Nancy Pelosi vows to ‘talk about’ the 25th Amendment: Here’s what that is—again

By Steven Melendez

House Speaker Nancy Pelosi said in a Thursday press conference that Democrats plan to discuss the 25th Amendment, the constitutional provision that deals with replacing a president, on Friday.

The amendment was added to the Constitution in the 1960s after John F. Kennedy was assassinated, in order to clarify the rules for replacing a deceased or incapacitated president.

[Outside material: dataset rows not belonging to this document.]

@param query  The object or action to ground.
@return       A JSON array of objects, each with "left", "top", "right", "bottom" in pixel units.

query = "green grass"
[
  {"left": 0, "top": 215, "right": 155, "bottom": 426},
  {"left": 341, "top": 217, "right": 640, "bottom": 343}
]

It allows for the vice president and members of the Cabinet to remove a president who is unable to carry out the duties of office, with provisions for handling a dispute between the president and other officials about whether the president is fit for office.

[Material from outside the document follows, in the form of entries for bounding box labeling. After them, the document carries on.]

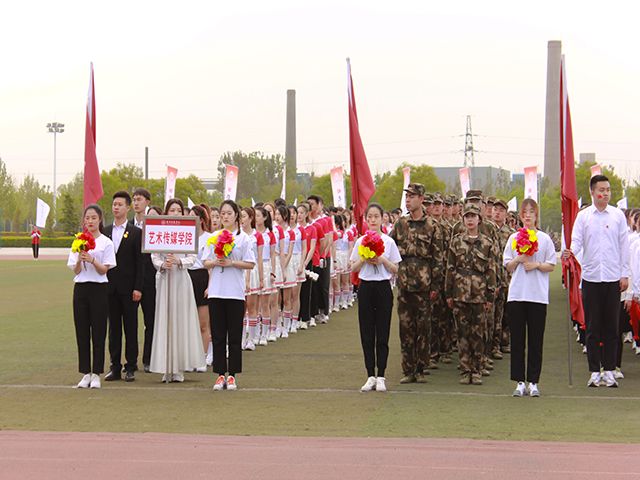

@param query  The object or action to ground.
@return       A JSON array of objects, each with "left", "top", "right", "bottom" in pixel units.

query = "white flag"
[
  {"left": 164, "top": 166, "right": 178, "bottom": 205},
  {"left": 616, "top": 197, "right": 629, "bottom": 210},
  {"left": 400, "top": 167, "right": 411, "bottom": 215},
  {"left": 36, "top": 198, "right": 51, "bottom": 228}
]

Pelosi didn’t specify exactly what Democrats plan to discuss about the amendment, but, as The Hill reports, the discussion arose as she critiqued President Trump for not revealing more about his coronavirus diagnosis and the outbreak involving the White House. Pelosi declined to say whether she felt the amendment should be invoked to suspend Trump from office, but she later suggested that he might be in an “altered state” because of the drugs he’s been prescribed for COVID-19.

It seems unlikely the amendment will be invoked without a further change in the president’s health, since it requires either the president or the vice president to declare the president medically unfit. Both Trump and Vice President Mike Pence have said Trump is in good health after his treatment at Walter Reed National Military Medical Center.

It’s not the first time the topic has come up during Trump’s term in office. Two years ago, The New York Times reported that Rod Rosenstein—then the deputy U.S. attorney general—discussed recruiting Cabinet members to invoke the 25th Amendment. At the time, Rosenstein denied the report.